If a shaggy-dog story is a tale without any real ending, then this is a shaggy-dog story. The dog in question is Nemo, and he belongs to former Pittsburgh Pirates Star Willie Stargell, 43, and his family. When Stargell heard that a dog-food company was running a "Search for the Great American Dog," he figured that had to be Nemo, his 2 1/2 year-old part German shepherd. The celebrated base hitter even submitted an essay of the required 50 words or less on why Nemo should be named Most Valuable Pooch. Wrote Stargell, obviously from the heart: "He's one in a million." The winner gets $25,000. Will it be Nemo, prompting all the noncelebrity contestants to cry foul? Finalists will be announced in October, and then the public gets to vote.
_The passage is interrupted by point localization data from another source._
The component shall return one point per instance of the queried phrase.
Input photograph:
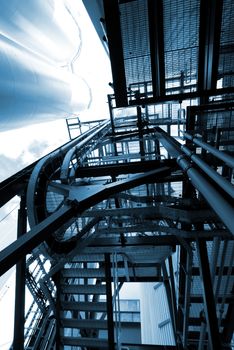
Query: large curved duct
(32, 91)
(33, 48)
(44, 27)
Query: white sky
(21, 147)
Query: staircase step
(84, 306)
(83, 289)
(83, 272)
(89, 258)
(88, 342)
(74, 323)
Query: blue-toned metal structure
(124, 196)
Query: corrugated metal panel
(154, 310)
(181, 39)
(226, 59)
(135, 38)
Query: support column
(110, 321)
(141, 134)
(208, 297)
(18, 342)
(57, 279)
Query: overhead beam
(156, 36)
(123, 168)
(209, 42)
(78, 202)
(113, 29)
(18, 342)
(179, 97)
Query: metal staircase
(83, 303)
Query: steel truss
(124, 188)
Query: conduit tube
(221, 181)
(219, 204)
(226, 158)
(222, 208)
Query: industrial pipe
(226, 158)
(220, 180)
(219, 204)
(222, 208)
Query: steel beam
(208, 297)
(155, 15)
(110, 321)
(113, 29)
(30, 240)
(216, 200)
(170, 299)
(80, 199)
(225, 157)
(18, 342)
(141, 134)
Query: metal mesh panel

Making the All-Star team could not have been more nerve-racking.

The musical was last seen in 1927, when its satire of inane economics, bumbling bureaucracy and pointless war proved a bit strong for audiences. A reworked, watered-down Strike Up the Band eventually made it to Broadway, but the original version of the George Gershwin-George S. Kaufman collaboration disappeared. More than a half-century passes. Enter Marjorie Samoff and Eric Salzman, looking for the right play to open their newly formed American Music Theater Festival. They pieced Band together with the help of the late Ira Gershwin and Anne Kaufman Schneider, the playwright's daughter. It opened last week in Philadel phia with a cast led by Saturday Night Live Veteran Bill Irwin, 34, a practiced stage clown. "It's a pretty garbled satire," admits Irwin, "but it has a wonderful thrust." The Inquirer critic liked Irwin and the rest of the cast, but the play, he thought, did not survive the reconstructive surgery.

-- By Guy D.Garcia

On the Record

Maureen Reagan, 43, G.O.P. consultant, on why she is critical of her father's tendency to refer to all women as "ladies": "Women is something we are, lady is something we earn."

Norman Cousins, 69, former editor of the Saturday Review: "The great threat to the health of our people is not cancer or terminal illness but the foreign policies of governments."

Fernando Bujones, 29, leading dancer with the American Ballet Theater, on an artist's need to overcome the trepidation of trying a new role: "We are paid for our fears."